De Vos reduces valid concerns
about good neighbourliness and civic consideration – for that is what noise complaints
are always about – into his leftist, PC worldview that in this case applicant Chandra
Ellaurie is nothing more than a religious bigot
when his complaint, as the judgement says, was about Madrasah Taleemuddeen
Islamic Institute not being a good neighbour by transmitting sound, to
paraphrase the judgement, at a level which
carries beyond the boundaries of the Madrasah property. (His anti-Muslim
stance was egregious and unnecessary when his case
was strong on the merits of the law.)
De Vos is disingenuous and his
agenda transparent. He ignores the regulations on noise and the harm it can do solely
because he does not want to reward “overzealousness and hypersensitivity if it
appears to be animated by religious bigotry”.
So according to his reasoning, if
a person is a bigot and (but) medically
or psychologically afflicted, tough! And because they're bigots, they don't deserve legal rights.
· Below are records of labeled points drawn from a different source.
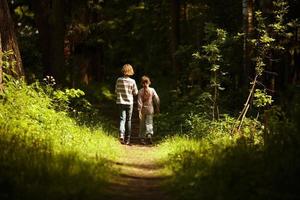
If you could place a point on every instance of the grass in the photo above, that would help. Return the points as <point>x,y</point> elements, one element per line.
<point>44,154</point>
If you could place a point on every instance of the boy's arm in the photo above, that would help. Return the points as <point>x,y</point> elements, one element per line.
<point>135,90</point>
<point>156,100</point>
<point>140,104</point>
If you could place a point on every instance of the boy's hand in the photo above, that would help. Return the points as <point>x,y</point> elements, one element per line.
<point>157,110</point>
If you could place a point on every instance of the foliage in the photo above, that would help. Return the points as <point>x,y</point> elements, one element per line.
<point>224,166</point>
<point>44,153</point>
<point>211,53</point>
This is the same perverse reasoning Fox News host Carlson Tucker used defending teen Kyle Rittenhouse, 17, charged with murdering two Kenosha protestors and injuring another, that Rittenhouse's action was justified given the violence and property damage in the city caused by protestors. This is vigilantism and how pogroms start – what dictators use to quiet those they don't agree with and like, which De Vos and the UCT cabal have used before. To them the law is justified only when protecting their interests.
Each person experiences noise
differently – some are more affected than others. But he implies his claimed
insensitivity to such disturbances is universal. We expect this hubris from
intractable ideologues: that theirs is the only accepted standard.
In the same way that he took
offense against Flemming Rose, not because of Rose’s alleged religious bigotry
when he was editor of Jyllands-Posten, but because Rose’s potential religious
audience (Muslims) might have been
offended by what he might have said had the lecture gone ahead. As some
indicated, they wouldn’t have been, but De Vos and his ilk always knows what’s best for us.
Apart from his opinion about the
law relating to noise disturbances being wrong, once again it shows his
dishonesty: he advocates freedom of association, which religious freedom is,
but when it suits his political agenda, disregards others’ freedoms – of
speech, of artistic expression and integrity of their person and property.
His madrasah opinion, and by extension Daily Maverick, is more political white noise we've come to expect from this overzealous and hypersensitive zealot who has displayed a more dangerous form of bigotry.